Thursday, January 31, 2008
Coffin Nails
I quit smoking ten years ago, but before that I smoked for thirty years, starting at age 13. Like junkies and alcoholics, I'm a lifer. I quit because I was afraid of dying, but that's about the only thing that could have made me quit, and I continue to have a deep and convoluted relationship with nicotine and the forms and guises under which it travels.
I first heard Picayunes mentioned in Frank O'Hara's 1964 poem "The Day Lady Died." It's July 1959 and he's preparing to go to Easthampton for the weekend, back when the Hamptons contained more poets and painters than rich people. He's buying supplies and hostess gifts here and there in midtown Manhattan--recording everything in his seemingly casual diaristic way that's really as meticulously arranged as a collage by Braque, down to the all-caps names that are after a fashion glued in--and then he sees the NEW YORK POST with her face on it. The pleasantly hectic course of the day, ticking away like a taxi meter for 25 lines, is abruptly flicked off and he's thrown into memory. Billie Holiday has died.
He buys the Post from the tobacconist at the Ziegfeld Theater along with a carton of Gauloises and a carton of Picayunes. For years I had no idea what Picayunes were. By the time I was a teenage poet reading that poem again and again, wishing I could write like that and for that matter live like that, the New York of the poem seemed like a vision of glamour from the deep past, even though it was little more than a decade gone. I did smoke Gauloises when I could afford them, but there was no more tobacconist at the Ziegfeld and nobody I knew had ever heard of Picayunes.

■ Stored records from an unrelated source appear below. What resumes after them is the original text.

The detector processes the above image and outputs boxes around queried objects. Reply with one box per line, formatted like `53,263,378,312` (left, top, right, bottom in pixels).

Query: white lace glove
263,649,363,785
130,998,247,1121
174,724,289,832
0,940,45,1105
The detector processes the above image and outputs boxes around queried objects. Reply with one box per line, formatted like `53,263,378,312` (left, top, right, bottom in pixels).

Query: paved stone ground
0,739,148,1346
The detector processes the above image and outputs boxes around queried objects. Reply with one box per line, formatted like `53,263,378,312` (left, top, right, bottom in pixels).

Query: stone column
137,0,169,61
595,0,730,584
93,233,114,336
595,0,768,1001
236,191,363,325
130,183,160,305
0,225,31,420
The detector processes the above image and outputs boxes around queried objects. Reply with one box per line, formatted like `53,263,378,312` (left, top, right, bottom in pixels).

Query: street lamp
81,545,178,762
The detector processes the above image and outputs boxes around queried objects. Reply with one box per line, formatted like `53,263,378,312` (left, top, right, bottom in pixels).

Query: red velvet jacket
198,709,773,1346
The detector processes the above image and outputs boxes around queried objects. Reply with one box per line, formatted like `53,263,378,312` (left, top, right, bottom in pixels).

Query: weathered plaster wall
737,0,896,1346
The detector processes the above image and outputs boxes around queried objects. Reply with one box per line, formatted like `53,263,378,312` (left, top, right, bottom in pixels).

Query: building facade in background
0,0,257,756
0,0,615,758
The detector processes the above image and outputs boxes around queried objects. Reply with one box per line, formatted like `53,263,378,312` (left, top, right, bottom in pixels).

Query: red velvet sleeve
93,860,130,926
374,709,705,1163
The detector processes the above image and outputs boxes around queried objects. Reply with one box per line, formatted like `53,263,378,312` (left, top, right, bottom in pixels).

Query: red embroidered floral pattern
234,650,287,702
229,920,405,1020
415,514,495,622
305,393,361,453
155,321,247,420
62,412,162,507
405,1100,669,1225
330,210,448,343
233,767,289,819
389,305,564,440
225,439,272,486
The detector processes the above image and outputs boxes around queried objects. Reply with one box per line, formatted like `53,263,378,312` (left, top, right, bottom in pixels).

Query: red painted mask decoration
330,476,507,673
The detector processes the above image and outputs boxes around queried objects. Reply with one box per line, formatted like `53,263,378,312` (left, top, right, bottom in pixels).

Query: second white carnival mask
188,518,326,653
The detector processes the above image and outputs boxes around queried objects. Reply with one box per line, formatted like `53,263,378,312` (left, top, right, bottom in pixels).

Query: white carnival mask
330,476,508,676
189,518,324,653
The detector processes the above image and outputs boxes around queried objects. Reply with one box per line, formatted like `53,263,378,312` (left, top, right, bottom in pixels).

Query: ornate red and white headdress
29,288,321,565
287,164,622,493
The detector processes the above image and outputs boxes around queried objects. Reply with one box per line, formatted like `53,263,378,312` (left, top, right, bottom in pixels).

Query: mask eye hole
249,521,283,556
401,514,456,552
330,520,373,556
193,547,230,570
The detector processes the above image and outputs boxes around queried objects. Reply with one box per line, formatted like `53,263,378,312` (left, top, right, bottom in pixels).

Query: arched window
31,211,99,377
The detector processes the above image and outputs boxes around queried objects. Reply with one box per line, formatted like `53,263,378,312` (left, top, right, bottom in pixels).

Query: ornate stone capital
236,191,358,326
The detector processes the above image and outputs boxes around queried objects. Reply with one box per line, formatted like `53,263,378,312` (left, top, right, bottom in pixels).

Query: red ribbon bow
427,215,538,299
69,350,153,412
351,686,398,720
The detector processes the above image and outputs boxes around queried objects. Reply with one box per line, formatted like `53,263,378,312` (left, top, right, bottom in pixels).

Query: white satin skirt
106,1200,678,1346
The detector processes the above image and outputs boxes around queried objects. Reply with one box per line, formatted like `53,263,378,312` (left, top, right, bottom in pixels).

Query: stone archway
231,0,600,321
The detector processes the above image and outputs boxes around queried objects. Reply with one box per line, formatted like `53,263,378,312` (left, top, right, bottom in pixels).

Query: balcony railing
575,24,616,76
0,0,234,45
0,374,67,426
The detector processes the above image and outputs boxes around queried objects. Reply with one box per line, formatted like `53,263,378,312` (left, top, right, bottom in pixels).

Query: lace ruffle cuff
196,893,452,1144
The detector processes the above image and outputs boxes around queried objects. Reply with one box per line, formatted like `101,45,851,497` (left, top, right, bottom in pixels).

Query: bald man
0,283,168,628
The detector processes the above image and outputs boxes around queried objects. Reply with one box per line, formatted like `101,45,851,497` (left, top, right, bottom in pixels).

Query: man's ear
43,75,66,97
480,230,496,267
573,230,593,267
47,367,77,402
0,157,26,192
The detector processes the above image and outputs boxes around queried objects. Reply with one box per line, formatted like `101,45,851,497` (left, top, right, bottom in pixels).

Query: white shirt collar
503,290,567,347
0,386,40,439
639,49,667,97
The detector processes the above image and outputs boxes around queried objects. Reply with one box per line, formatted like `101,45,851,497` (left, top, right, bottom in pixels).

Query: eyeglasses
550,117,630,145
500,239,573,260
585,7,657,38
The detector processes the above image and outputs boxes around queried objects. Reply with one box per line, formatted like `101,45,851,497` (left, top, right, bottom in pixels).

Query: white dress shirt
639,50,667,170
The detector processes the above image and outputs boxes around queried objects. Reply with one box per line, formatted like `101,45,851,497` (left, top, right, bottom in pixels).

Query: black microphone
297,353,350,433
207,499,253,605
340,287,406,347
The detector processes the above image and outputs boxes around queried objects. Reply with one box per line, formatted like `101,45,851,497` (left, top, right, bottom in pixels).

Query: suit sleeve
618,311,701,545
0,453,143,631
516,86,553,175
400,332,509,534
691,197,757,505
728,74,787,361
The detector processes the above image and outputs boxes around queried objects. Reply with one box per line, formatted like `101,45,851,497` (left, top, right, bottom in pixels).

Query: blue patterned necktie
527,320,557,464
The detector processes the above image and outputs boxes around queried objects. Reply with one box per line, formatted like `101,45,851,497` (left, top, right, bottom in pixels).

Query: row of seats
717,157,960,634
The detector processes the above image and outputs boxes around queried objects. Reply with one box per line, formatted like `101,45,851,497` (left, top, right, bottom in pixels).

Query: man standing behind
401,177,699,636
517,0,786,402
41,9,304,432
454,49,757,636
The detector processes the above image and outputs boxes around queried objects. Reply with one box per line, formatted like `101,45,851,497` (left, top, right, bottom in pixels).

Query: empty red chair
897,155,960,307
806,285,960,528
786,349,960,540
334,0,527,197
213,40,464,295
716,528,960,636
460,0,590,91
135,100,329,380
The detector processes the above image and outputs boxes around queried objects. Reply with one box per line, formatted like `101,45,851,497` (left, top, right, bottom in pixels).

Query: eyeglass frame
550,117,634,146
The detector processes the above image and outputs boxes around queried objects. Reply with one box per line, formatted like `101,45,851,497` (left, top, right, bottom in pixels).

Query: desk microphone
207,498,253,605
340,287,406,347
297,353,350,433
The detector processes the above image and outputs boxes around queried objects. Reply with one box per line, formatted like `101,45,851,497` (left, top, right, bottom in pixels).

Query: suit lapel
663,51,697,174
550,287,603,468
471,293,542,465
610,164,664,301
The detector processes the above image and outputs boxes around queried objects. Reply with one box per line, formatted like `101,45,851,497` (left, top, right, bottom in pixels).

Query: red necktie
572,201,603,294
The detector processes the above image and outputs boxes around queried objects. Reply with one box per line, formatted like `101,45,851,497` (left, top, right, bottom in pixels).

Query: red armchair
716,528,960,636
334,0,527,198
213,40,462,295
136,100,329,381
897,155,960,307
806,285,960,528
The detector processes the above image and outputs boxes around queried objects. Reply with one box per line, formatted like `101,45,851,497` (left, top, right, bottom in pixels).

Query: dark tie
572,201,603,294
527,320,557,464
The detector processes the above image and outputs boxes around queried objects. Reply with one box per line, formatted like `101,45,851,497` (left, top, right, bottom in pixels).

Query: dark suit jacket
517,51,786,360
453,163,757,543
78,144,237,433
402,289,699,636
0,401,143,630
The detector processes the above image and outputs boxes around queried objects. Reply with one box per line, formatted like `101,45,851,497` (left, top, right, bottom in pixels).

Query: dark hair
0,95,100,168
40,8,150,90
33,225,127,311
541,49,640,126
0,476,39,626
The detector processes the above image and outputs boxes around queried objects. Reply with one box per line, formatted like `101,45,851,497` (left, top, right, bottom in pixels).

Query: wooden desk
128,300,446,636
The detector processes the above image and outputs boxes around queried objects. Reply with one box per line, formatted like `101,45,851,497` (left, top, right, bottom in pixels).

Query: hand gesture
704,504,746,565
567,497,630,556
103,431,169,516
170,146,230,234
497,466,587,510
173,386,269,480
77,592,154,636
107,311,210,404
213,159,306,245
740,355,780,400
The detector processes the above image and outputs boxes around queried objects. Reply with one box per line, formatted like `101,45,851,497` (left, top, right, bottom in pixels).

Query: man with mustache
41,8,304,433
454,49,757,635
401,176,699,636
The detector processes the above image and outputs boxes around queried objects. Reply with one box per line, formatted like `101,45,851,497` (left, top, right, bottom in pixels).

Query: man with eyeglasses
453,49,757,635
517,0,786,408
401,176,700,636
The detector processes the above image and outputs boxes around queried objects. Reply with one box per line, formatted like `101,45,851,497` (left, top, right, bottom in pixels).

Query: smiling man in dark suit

Then, years later, I met George Montgomery, who had been O'Hara's roommate at Harvard. I learned many things from him--he was a fount of every kind of lore and custom and means of appreciation. One of them was that the perfect way to end a meal was with a cup of black coffee, a piece or two of crystallized ginger, and a Picayune. He bought his at Village Cigars, at the head of Christopher Street. They were made in New Orleans, where they shared a name with the local newspaper, and they were the only American cigarette still at that time made, like Gauloises and Gitanes, from black caporal tobacco.
I didn't visit New Orleans until many years after that, and even though I had by then quit smoking, I went off in search of Picayunes, but they were no longer manufactured. Their absence was conspicuous, because they went along with the city and its Afro-Franco-Hispano-Italo- Caribbean style, with the chicory coffee and the lagniappes and all the rest of it. It made sense that the most culturally distinct city in the lower 48 would boast a distinct local cigarette. Picayunes in their day were another symbol of the elegant separateness that would eventually provide the federal government with its excuse for sacrificing New Orleans. Anyway, nowadays local pride is reserved for team sports.
Thanks to Joshua Clover for reminding me.